The Navarre witch trials took place in the Pyrenees in the Kingdom of Navarre in 1525–1526. It was a significant event in the treatment of witchcraft cases in Spain, as it led to a decision from the Spanish Inquisition in how to conduct witch trials. The commissioner brought along "two girl witches, who know how to discover witches", two sisters of nine and eleven years old. During the inspection tour of the commissioner, the two girls inspected the villagers for signs of the "Devil's mark" in their eyes.

== Trials ==
In 1525, the Council of Navarre sent a special commissioner to inspect the mountain regions of the Navarrese North Eastern Pyrenees, "where for a long time they had not known what temporal or spiritual justice means". The commissioner brought along "two girl witches, who know how to discover witches", two sisters of nine and eleven years old. During the inspection tour of the commissioner, the two girls inspected the villagers for signs of the "Devil's mark" in their eyes.

This led to a number of witch trials. The commissioner arrested and executed an unknown number of people for witchcraft in five different places. He purchased masses for the confiscated property of the condemned to ask the blessing of God for his mission.

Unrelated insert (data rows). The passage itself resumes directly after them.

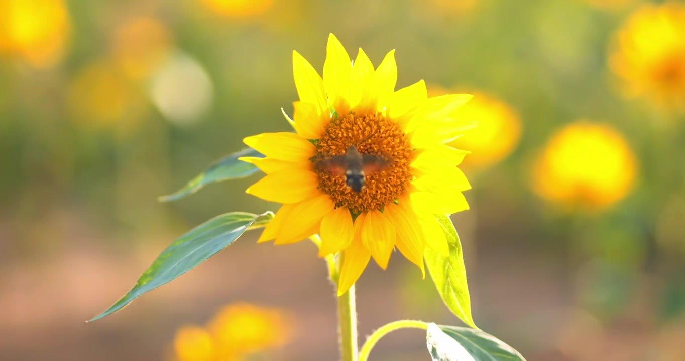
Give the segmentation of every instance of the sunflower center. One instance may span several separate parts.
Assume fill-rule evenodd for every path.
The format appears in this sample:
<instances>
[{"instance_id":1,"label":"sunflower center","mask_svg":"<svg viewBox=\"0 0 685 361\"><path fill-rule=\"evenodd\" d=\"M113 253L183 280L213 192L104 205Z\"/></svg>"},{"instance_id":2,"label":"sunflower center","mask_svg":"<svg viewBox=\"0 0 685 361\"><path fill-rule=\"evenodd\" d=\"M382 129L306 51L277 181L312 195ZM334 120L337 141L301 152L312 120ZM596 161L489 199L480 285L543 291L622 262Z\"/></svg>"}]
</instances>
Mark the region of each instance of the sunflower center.
<instances>
[{"instance_id":1,"label":"sunflower center","mask_svg":"<svg viewBox=\"0 0 685 361\"><path fill-rule=\"evenodd\" d=\"M357 157L358 161L347 161L354 160L347 154L351 146L356 148L363 159ZM331 196L336 206L346 206L354 213L383 209L395 202L412 179L409 142L397 124L380 115L349 113L334 119L316 142L316 149L312 160L317 164L332 157L341 160L347 155L346 161L337 162L337 170L315 167L315 171L319 187ZM375 167L369 167L374 163ZM354 164L366 165L362 169L364 187L360 191L347 182L346 172L360 170Z\"/></svg>"}]
</instances>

The Navarrese witch hunt, however, provoked intervention by the Supreme Council of the Spanish Inquisition. In August 1525, the Inquisition was granted jurisdiction over the witch hunt, and 30 people accused of witchcraft were handed over to them. They also insisted on inspecting the ongoing witch trials.

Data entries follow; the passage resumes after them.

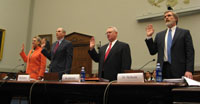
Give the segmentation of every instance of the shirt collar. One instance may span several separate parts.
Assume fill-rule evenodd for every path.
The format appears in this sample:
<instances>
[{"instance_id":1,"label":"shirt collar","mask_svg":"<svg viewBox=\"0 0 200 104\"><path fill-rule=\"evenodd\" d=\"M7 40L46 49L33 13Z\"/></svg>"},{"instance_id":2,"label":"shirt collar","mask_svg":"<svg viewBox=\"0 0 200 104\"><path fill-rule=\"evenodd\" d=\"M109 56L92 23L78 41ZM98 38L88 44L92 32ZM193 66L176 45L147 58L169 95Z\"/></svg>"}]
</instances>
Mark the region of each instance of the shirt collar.
<instances>
[{"instance_id":1,"label":"shirt collar","mask_svg":"<svg viewBox=\"0 0 200 104\"><path fill-rule=\"evenodd\" d=\"M168 31L169 31L169 29L171 29L172 31L174 31L174 30L176 30L176 27L177 27L177 26L174 26L174 27L172 27L172 28L168 28Z\"/></svg>"},{"instance_id":2,"label":"shirt collar","mask_svg":"<svg viewBox=\"0 0 200 104\"><path fill-rule=\"evenodd\" d=\"M60 40L57 40L57 42L59 42L59 45L60 43L64 40L64 38L60 39Z\"/></svg>"}]
</instances>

In December 1525, the Spanish Inquisition issued guidelines in how to deal with witch trials. The guidelines cautioned skepticism against spells, which caused most accusations and death sentences, banned the confiscation of the property of anyone condemned for witchcraft, reserved for the Inquisition the right to try witches, and paid more attention to "re-educating" witches rather than issuing death sentences.

==Aftermath==
The guideline to "re-educate" rather than execute witches were followed by the Spanish Inquisition in witchcraft cases from 1526 until the Basque witch trials in 1609; during that time, many people were executed by the Inquisition in Spain, especially in Navarre, but for heresy and not for witchcraft.
In 1527, led by the inquisitor Avellaneda, acting on the same valleys the Navarrese Royal Council deputy had punished in 1525 (Salazar, Erronkari), resulting in approximately 80 residents burnt on fire for heresy.

However, witchcraft executions were rare, and it was to be fifty years until another took place. In 1575, the secular courts executed Maria Johan for witchcraft, resulting in the Navarre witch trials (1575–76) with fifty accused witches, a witch hunt which the Inquisition however succeeded in stopping without further executions. It was not until the Basque witch trials in 1609 that the Inquisition again allowed for witchcraft executions, and it was also to be the last.

The Spanish Inquisition did not always succeed in keeping the secular courts from dealing with witchcraft cases, and a failure to do so resulted in a great witch hunt in Catalonia in 1618-1622, with about one hundred victims until it was subdued. After 1622, witch trials in Spain dwindled until the mid-17th century.